Evidence of the frustration surfaced in two actions this past week. On Tuesday, the Fed revealed that members of the Federal Open Market Committee (FOMC), its main decision-making body, would begin providing detailed forecasts of future interest rates. The next day, the Fed sent a 26-page report to Congress with suggestions on how to revive the ailing housing sector.
Neither move will boost the economy much. Both reflect the Fed’s impatience and desire not to be seen as passive.
Start with the housing report. It brims with grim reminders of the problem. Since their peak in 2006, home prices have dropped about a third, representing $7 trillion of lost value. The ratio of home equity to disposable income is 55 percent, the lowest since 1950, when these calculations began. Only a few years ago, the ratio peaked at about 140 percent. Some 12 million homeowners are “underwater”: Their homes are worth less than their mortgages. Declines in home equity for middle-income families (2007 household incomes of $40,000 to $65,000) averaged 66 percent, almost twice the 36 percent drop for high-income households (2007 incomes exceeding $150,000).
One Fed idea is that foreclosed homes owned by Fannie Mae, Freddie Mac and the Federal Housing Administration — about half of all homes owned by financial institutions — should be sold more quickly. But the Fed can’t compel that. The power resides with the housing agencies and their federal regulators: the Federal Housing Finance Agency, the Treasury and the Department of Housing and Urban Development. The Fed report seems mainly an attempt to prod others to do more.
By contrast, the decision to have the FOMC forecast interest rates represents a big shift in Fed procedures. Each individual member of the FOMC would predict changes in the federal funds rate: the rate on overnight loans between banks. Changing the Fed funds rate is the main instrument by which the Federal Reserve influences the economy and broader interest rates. Since late 2008, the Fed funds rate has been near zero, and the FOMC has already said it expects to keep it there through at least mid-2013. If FOMC members project low rates beyond mid-2013, this might — the reasoning goes — nudge rates on long-term bonds and mortgages even lower. These lower rates would then aid the recovery by promoting borrowing and boosting the stock market.
But even this effect may be modest, because long-term interest rates are already so low. In December, rates on top-rated corporate bonds and conventional mortgages were slightly below 4 percent. On 10-year Treasury bonds, they were about 2 percent.

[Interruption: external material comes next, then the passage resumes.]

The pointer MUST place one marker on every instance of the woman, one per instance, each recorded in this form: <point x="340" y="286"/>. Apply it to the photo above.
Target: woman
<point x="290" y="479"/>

As a permanent change in Fed policymaking, the impact of interest-rate forecasts is unclear. The general idea is that the Fed should become more “transparent.” The more outside investors know about its views — the theory goes — the more likely they are to conform their actions to the Fed’s intentions. There will be fewer surprises, and the Fed will have an easier time achieving its goals. That’s the theory.
In practice, it may not work, because the economy changes too often to make interest-rate predictions reliable. Many studies have confirmed that forecasts, including those of the Fed, regularly miss main outcomes (economic growth, inflation and unemployment). If the economy can’t be forecast, then interest-rate predictions based on faulty forecasts may create false confidence. They may provide a poor guide to future policy.
Time will tell. Meanwhile, the Fed is striving to debunk the notion that it can’t do much more to promote recovery. But how much of this is policy and how much is public relations?